Seviyorum Ergo Sum’un oyuncusu Nuri Bilge Ceylan’dır. Mehmet Eryılmaz’la yakın arkadaştılar. Hala öyleler bildiğim kadarıyla. Bir kere evine gittiğimi, bize çay ikram ettiğini ve son derece misafirperver davrandığını hatırlıyorum. Tabi o zaman ileride dünya çapında tanınan bir yönetmen olacağını bilmediğim için diğer cihangir entelijansiyasına karşı hissettiğim şeyden fazlasını hissetmemiştim. Asla parçası olamayacağım bir sınıfın temsilcisiydi. Salonunda oturmuş boydan boya uzanan kütüphanesine, ahşap mobilyalarına bakarken zamanın o evde nasıl rahatça ve güvenle soluk alıp verdiğine şahit oluyordum. Benim gibi annesi, babası göçmen, sosyal sermayesi zayıf biri ve hiçbir evde üç yıldan fazla kalmamış bir kiracı için böylesi bir yerleşiklik ve kaygısızlık bundan sonra Karun kadar zengin olsam bile ulaşamayacağım bir hayaldi.

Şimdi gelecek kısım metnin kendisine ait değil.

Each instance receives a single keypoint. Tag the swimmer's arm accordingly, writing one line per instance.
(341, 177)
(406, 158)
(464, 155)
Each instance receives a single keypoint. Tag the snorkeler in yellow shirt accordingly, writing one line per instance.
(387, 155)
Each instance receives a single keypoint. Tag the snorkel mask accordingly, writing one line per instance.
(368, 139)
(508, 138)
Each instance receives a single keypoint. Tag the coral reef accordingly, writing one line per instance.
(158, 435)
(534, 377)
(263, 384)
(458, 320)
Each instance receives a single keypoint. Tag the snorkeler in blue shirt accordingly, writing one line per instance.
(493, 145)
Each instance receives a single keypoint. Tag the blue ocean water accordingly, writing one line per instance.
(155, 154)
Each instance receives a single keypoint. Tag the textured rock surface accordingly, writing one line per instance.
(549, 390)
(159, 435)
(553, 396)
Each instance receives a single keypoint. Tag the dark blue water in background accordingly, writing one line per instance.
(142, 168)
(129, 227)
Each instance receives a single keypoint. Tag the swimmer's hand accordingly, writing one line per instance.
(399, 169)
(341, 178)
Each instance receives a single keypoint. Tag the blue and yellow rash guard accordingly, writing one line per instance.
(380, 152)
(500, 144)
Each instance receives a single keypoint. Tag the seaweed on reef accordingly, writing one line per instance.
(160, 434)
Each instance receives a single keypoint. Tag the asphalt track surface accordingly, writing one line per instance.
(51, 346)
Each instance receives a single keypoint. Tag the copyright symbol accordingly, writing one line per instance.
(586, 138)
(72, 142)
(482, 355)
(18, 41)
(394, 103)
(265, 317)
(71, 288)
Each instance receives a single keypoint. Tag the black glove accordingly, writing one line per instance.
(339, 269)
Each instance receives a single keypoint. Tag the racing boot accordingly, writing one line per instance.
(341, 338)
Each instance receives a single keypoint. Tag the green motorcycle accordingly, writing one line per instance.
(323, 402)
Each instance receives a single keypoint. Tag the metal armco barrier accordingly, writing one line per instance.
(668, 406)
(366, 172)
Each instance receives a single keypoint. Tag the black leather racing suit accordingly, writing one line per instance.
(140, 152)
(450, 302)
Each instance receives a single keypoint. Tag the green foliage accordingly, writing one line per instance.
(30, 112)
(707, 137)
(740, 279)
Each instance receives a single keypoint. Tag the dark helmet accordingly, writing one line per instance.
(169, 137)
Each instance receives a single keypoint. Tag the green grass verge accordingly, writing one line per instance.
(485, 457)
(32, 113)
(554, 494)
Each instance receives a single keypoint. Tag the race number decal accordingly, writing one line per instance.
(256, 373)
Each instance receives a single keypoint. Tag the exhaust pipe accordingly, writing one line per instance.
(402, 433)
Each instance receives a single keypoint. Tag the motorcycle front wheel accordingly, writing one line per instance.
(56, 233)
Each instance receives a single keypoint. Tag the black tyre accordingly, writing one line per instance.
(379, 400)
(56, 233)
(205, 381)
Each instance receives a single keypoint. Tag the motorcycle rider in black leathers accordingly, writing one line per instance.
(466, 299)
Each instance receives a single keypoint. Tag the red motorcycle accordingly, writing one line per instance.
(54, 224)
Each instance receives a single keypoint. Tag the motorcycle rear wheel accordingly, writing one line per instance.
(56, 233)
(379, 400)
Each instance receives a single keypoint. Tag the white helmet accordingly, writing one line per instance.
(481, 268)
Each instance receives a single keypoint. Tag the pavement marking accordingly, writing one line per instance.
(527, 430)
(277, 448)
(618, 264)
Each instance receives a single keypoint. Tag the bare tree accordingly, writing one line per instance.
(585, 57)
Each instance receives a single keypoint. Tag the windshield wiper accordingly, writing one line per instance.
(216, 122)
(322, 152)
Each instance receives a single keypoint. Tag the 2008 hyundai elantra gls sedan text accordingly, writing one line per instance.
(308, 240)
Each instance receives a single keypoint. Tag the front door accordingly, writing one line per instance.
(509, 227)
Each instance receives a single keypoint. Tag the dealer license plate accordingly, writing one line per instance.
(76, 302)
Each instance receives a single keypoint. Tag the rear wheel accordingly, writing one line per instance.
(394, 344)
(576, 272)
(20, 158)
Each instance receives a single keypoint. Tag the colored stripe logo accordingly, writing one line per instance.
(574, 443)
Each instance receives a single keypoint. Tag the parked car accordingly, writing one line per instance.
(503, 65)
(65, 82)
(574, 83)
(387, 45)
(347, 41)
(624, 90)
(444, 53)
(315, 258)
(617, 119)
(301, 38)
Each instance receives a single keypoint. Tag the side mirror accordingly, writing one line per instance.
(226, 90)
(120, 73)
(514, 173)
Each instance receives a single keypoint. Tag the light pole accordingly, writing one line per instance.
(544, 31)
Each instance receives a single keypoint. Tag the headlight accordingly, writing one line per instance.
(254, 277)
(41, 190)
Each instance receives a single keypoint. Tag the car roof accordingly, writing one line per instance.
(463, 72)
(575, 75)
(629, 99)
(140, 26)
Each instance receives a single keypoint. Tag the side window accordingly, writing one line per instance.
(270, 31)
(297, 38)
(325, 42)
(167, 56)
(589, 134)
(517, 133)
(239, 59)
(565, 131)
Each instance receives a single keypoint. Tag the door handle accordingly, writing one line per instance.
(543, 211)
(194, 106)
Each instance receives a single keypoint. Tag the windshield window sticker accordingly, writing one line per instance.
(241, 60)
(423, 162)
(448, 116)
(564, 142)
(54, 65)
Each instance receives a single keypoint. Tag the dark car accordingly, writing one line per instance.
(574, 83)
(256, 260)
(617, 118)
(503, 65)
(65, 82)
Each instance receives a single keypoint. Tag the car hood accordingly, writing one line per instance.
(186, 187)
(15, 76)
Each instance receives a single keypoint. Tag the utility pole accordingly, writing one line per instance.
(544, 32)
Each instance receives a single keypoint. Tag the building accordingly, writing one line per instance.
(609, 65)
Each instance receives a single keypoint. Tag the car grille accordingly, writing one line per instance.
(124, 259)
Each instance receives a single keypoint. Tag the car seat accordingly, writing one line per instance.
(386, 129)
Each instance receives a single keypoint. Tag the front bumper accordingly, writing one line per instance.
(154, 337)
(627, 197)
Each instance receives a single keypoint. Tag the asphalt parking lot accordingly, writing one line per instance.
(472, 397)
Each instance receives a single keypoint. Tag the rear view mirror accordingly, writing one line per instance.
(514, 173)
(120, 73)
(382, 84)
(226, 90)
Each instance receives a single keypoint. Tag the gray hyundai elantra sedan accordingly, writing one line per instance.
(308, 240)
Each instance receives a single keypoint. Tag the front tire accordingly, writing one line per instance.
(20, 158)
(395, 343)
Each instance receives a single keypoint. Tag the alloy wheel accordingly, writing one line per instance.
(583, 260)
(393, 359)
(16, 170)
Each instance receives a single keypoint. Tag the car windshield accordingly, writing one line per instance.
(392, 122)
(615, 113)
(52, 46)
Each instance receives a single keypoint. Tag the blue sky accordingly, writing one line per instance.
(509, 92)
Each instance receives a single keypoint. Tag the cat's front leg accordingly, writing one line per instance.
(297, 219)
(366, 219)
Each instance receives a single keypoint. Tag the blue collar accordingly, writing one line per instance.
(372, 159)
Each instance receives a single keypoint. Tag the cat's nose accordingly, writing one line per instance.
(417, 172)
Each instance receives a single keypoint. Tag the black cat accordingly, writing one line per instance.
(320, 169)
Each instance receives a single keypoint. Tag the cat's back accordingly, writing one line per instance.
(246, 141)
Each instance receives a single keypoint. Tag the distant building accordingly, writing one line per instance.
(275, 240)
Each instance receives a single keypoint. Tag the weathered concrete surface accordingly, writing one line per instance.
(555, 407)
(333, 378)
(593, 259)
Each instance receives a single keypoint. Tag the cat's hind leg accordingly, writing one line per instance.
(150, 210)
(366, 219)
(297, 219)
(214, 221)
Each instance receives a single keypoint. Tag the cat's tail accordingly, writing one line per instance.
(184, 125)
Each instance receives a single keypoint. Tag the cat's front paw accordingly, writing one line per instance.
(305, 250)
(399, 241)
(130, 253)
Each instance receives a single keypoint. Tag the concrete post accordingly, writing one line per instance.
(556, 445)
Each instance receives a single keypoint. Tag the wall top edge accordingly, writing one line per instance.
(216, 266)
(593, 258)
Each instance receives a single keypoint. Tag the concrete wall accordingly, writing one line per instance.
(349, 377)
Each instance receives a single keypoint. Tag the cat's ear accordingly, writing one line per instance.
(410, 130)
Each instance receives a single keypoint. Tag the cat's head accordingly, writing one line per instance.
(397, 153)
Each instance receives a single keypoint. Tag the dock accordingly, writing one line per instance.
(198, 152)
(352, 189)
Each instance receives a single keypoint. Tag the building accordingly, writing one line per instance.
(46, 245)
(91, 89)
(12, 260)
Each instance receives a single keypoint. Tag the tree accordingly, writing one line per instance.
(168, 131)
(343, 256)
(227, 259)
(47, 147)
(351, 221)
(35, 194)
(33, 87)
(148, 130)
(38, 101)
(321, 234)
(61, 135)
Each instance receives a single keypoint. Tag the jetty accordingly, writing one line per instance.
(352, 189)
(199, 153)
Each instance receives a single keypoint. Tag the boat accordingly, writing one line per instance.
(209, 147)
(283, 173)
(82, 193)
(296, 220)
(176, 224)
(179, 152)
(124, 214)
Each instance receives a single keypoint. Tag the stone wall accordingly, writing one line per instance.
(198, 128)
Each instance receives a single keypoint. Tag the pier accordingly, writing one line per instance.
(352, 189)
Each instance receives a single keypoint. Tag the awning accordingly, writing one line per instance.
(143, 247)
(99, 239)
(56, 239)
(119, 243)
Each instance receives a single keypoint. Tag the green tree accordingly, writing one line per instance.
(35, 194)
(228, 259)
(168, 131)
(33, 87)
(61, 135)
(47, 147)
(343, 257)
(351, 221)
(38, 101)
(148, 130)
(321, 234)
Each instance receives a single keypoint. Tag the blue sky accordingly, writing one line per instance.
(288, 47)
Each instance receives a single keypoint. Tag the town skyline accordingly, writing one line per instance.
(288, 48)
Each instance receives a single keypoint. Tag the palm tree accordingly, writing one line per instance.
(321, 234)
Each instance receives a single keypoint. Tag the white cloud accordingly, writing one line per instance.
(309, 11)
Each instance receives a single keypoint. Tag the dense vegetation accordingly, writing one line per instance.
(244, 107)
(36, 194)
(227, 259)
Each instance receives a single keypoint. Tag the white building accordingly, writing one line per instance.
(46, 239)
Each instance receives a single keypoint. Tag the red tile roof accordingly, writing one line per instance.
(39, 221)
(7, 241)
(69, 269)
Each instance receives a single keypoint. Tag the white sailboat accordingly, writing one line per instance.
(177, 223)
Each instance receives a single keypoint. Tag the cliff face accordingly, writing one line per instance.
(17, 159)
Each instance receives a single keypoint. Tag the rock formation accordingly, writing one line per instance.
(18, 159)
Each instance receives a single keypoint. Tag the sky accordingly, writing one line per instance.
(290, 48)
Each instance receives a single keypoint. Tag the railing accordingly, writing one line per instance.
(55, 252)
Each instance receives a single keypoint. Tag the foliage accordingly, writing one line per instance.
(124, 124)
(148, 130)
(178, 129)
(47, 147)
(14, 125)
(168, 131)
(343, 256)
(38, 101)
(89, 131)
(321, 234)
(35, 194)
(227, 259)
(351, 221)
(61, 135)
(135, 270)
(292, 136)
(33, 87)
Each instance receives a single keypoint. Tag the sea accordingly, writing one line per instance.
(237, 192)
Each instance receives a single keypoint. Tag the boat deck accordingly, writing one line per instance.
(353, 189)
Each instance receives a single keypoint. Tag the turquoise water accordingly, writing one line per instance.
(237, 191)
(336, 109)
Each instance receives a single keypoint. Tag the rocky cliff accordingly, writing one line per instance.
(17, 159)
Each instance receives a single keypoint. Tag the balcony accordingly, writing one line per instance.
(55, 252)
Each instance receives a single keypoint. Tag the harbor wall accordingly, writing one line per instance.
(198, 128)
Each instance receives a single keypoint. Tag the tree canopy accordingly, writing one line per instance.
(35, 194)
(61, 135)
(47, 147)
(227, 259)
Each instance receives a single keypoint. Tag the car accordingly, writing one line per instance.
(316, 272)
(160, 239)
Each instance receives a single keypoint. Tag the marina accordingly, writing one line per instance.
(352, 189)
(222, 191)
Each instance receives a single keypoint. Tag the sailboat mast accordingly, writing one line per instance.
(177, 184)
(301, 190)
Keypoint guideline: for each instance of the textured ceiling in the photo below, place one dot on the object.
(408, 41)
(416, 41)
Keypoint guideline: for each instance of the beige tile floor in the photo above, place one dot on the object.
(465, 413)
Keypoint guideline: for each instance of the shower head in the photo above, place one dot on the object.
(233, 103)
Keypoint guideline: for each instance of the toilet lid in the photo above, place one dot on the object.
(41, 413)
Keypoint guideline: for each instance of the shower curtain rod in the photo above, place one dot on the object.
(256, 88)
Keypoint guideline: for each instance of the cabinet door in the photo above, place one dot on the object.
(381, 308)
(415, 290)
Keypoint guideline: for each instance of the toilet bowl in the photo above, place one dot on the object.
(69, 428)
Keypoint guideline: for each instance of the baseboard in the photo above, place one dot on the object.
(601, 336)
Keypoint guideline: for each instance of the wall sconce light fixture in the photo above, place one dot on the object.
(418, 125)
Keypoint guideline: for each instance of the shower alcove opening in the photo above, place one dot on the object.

Bir gün o salonda yeniden oturursam bütün bunları yine düşünürüm herhalde ama ek olarak Nuri Bilge Ceylan’ın çalışkanlığını, kararlılığını, kendine özgülüğünü de takdir ederdim.
Mehmet Eryılmaz’ın ajansı, yani nam-ı diğer Çan ajans, Beyoğlu’nda Küçük Parmakkapı sokakta tarihi eski bir binadaydı. Sonraki yıllarda aynı daire insan hakları derneği İstanbul şubesine ev sahipliği yapacaktı. Sinema hakkında en kayda değer eğitimimi o ajansta Eryılmaz’la çalışırken aldım. Daha sonra sinema üzerine lisans yapacak ve kendi filmlerimi çekecektim. Ama bir daha hiç o yıllardaki kadar yoğun çalıştığımı, şevkle okuduğumu hatırlamıyorum. Sabahın köründe yollara düştüğümüz çekim günlerini, setlerde ayaküstü yenilen poğaçaları, kurgu stüdyolarının gece ıssızlaşan koridorlarını, zihin açıcı entelektüel muhabbetleri ama daha da önemlisi kameranın gücünü fark etmeye başladığım o sihirli zamanları minnetle anmamak mümkün değil.
Eğer bir kadın olmasaydım ömür boyu asistan olmayı tercih ederdim sanırım. Ama anlatmam gereken başka hikâyeler vardı. Madem farklı dertlerimiz olduğuna inanıyordum o zaman kendi sözümün sıkıntısına katlanmam gerekecekti.